Go to the playground. Choose a park which offers child-friendly obstacle courses, such as balance beams, climbing towers, see-saws and slides. Supervise your child over these obstacles and offer support or a hand to hold onto whenever needed. Use words of encouragement to help your child get across successfully. At this age, children are more competent in walking, running and balancing but they still require your supervision to ensure their safety. These activities will help your child develop his agility and dexterity.   



Play ‘Simon Says’. This will not only help your child develop a sense of body awareness, it also cultivates listening and comprehension skills in understanding and following instructions. For example, “Simon says, balance on one foot” or “Simon says, hop three steps to the right”. Playing ‘Simon says’ with your child is fun and engaging as your child attempts to complete the tasks that Simon has given him. Be mindful of what your child can and cannot perform and always set your child up for success. This will boost his confidence as he progresses to more challenging tasks.  



Go cycling! You can bring your child to the park or the neighbourhood to try out his tricycle. When he becomes better at pedalling, you can progress to cycling in the parks. Emphasise the importance of watching out for other vehicles and pedestrians.

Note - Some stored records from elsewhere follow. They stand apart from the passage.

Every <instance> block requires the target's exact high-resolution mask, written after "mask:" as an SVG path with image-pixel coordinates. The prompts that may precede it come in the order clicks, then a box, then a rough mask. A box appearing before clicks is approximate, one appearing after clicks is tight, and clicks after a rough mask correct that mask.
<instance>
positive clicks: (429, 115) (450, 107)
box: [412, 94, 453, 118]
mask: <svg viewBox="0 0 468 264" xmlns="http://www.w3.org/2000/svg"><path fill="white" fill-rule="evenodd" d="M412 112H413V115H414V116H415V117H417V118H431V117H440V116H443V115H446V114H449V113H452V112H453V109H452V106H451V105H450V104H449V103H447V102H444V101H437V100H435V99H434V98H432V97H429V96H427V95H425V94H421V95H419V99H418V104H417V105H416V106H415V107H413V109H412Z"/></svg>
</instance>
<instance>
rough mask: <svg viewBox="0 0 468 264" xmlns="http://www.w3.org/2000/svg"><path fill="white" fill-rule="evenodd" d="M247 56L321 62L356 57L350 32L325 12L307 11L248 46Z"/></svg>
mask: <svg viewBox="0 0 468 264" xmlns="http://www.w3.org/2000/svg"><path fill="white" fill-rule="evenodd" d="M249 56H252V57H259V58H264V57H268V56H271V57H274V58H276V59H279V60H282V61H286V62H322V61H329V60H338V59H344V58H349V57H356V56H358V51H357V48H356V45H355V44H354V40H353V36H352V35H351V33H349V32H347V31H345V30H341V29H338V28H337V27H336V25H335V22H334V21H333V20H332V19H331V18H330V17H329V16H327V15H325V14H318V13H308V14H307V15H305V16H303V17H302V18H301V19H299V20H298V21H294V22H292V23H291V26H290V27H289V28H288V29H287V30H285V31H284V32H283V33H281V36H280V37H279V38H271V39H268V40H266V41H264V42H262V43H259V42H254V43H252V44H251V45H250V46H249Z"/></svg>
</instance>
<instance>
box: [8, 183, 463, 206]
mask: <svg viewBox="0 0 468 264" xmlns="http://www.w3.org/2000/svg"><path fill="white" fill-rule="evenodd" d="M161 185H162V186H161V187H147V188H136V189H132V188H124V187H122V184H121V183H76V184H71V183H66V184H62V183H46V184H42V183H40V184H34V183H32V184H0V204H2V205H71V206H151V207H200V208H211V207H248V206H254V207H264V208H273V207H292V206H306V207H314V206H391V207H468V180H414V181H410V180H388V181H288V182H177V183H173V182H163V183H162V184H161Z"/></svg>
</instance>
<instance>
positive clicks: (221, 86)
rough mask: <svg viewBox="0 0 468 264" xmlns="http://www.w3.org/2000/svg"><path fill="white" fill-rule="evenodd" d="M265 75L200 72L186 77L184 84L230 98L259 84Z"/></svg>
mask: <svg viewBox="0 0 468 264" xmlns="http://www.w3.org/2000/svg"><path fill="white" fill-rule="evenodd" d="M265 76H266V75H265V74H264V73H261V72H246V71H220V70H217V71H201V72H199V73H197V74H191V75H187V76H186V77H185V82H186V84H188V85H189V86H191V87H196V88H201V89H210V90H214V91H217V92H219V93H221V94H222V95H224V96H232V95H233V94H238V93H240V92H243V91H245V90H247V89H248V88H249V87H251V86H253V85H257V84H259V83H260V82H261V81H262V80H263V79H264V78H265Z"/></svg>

Water play in your bathroom! Fill the bath tub with rubber ducks, cylinders, containers, tubes, and you’re ready for water play. Your child will love sitting inside the tub and pouring water from one container to another. Use containers of different shapes and sizes so your child can learn about size, volume and shapes while pouring and splashing. Talk about the items in the tub, on what floats and sinks, the shapes and sizes, how swallow or deep the containers are.


Go swimming! Put on arm floats for your child and she's ready to swim! Water play is fun and therapeutic for young children as it allows them to splash, kick and defy gravity. Never leave your child unattended at the pool or seaside.